Once I had a small-claims court proceeding, and, during the trial Judge Randall said, “Any mechanical device can fail at any time.”
This may seem obvious, but, until she said this, I’d never really realized it. Then I remembered:
— A friend who bought a brand new car, and within one week the transmission was dead;
— Another friend who bought a brand new motorcycle, where the manufacturer didn’t properly install the oil filter. The engine seized shortly after (he’s lucky he didn’t crash);
— I had a pair of riding boots that were fine when I put them away in the winter. When I went to use them in the spring, the zipper was broken, just from sitting in the closet!
It’s just like Judge Randall said — any mechanical device, new or old, can fail at any time. Realizing this, I knew there was no way the stepladder manufacturer can be held responsible for the failure of a decades-old product that had received little or no maintenance; rather, I and I alone am responsible for not making sure this mechanical device was in sound condition before I trusted my life to it. That is just the way it is.
All you hear about these days in the news is the fiscal cliff and the debt ceiling and how we’re running out of money. A large part of that is, of course, health care, and a large part of that is caused by the huge insurance premiums medical professionals have to pay.
Are there times when you need to sue? Of course there are.
But maybe if the TV weren’t filled with ads for lawyers, and people took a little more responsibility for their own actions, we might not be in such a pickle.
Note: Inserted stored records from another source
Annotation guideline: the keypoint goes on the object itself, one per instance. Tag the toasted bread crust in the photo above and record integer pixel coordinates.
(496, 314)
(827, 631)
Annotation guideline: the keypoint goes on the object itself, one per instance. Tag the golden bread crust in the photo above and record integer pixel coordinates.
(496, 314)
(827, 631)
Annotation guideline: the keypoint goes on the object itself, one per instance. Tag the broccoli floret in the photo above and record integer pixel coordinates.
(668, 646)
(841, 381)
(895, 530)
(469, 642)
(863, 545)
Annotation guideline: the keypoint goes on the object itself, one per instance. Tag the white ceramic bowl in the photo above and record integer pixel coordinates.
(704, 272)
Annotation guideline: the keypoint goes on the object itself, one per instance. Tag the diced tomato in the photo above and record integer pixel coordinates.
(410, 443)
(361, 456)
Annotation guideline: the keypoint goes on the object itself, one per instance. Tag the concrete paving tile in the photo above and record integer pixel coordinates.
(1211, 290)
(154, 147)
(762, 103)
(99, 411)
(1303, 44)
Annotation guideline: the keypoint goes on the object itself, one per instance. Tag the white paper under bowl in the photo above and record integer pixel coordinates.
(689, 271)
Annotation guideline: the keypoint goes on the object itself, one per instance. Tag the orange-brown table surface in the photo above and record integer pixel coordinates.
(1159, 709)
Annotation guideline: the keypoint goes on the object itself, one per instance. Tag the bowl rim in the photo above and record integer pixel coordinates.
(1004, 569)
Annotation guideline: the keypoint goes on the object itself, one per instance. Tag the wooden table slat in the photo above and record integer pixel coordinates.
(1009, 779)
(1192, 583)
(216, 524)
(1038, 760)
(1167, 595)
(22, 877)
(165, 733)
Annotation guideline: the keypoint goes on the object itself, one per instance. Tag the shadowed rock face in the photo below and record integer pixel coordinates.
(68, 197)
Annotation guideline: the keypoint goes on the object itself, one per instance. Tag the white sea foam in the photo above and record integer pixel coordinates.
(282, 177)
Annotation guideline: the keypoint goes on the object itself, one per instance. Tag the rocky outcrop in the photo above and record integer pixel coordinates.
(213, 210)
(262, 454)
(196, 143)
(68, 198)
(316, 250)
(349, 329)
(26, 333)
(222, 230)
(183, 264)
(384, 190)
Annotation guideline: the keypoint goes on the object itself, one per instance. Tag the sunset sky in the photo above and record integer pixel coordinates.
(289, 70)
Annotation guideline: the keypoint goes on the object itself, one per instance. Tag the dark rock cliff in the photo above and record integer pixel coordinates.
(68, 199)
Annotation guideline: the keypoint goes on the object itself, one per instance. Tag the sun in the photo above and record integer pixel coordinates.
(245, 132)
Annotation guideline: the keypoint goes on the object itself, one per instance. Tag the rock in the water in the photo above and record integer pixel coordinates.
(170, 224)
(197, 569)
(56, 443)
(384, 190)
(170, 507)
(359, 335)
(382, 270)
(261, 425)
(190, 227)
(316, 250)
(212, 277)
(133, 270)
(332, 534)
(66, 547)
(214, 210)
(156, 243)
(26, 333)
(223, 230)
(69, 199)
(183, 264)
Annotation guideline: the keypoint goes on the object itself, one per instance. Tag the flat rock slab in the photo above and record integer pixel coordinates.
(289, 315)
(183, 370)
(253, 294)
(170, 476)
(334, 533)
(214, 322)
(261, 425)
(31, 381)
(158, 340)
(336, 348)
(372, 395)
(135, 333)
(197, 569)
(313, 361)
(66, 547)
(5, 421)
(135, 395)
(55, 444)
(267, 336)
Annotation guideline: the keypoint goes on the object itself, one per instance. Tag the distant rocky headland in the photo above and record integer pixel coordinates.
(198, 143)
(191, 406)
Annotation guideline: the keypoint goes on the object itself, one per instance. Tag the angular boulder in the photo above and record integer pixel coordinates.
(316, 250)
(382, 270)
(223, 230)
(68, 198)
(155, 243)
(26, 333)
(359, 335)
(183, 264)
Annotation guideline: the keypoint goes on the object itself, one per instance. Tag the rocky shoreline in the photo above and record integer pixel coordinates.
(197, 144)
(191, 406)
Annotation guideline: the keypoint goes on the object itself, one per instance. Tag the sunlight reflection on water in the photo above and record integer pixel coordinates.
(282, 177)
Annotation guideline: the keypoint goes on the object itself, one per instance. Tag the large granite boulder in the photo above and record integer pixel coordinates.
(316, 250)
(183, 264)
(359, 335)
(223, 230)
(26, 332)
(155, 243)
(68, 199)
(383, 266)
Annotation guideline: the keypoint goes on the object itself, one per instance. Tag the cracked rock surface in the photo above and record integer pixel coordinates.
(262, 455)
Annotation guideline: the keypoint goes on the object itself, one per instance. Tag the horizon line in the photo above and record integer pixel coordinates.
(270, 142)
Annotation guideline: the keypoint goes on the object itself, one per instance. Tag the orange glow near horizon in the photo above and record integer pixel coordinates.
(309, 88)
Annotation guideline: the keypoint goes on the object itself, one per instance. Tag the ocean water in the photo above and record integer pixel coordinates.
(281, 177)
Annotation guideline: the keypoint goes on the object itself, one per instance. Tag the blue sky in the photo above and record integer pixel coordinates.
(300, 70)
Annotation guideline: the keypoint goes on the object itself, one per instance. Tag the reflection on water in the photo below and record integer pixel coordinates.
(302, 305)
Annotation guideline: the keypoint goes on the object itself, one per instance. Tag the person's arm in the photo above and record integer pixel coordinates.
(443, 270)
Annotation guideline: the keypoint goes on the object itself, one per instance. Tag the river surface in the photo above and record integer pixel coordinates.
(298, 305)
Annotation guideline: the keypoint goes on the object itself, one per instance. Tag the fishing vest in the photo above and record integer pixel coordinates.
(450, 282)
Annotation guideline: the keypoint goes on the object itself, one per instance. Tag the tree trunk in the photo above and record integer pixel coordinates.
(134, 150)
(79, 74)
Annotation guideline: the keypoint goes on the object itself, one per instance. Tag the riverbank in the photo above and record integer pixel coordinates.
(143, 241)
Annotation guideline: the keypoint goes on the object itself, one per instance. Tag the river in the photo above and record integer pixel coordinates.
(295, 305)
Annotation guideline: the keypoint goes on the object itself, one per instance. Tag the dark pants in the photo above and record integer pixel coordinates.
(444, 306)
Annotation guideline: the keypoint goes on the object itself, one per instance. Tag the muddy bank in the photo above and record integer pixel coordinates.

Let’s put it this way: There are products I want to buy that are not available in this country because the manufacturers can’t deal with our overly litigious society. That is really sad.
I just got a brand new ladder and, for sure, this one will be taken care of properly. Not only that, any time I get on any ladder from now on, I (and you should, too) will make sure it’s structurally sound and set up properly.
Too bad it took me a scraped knee and a sore shoulder to finally realize how true Judge Randall’s words were.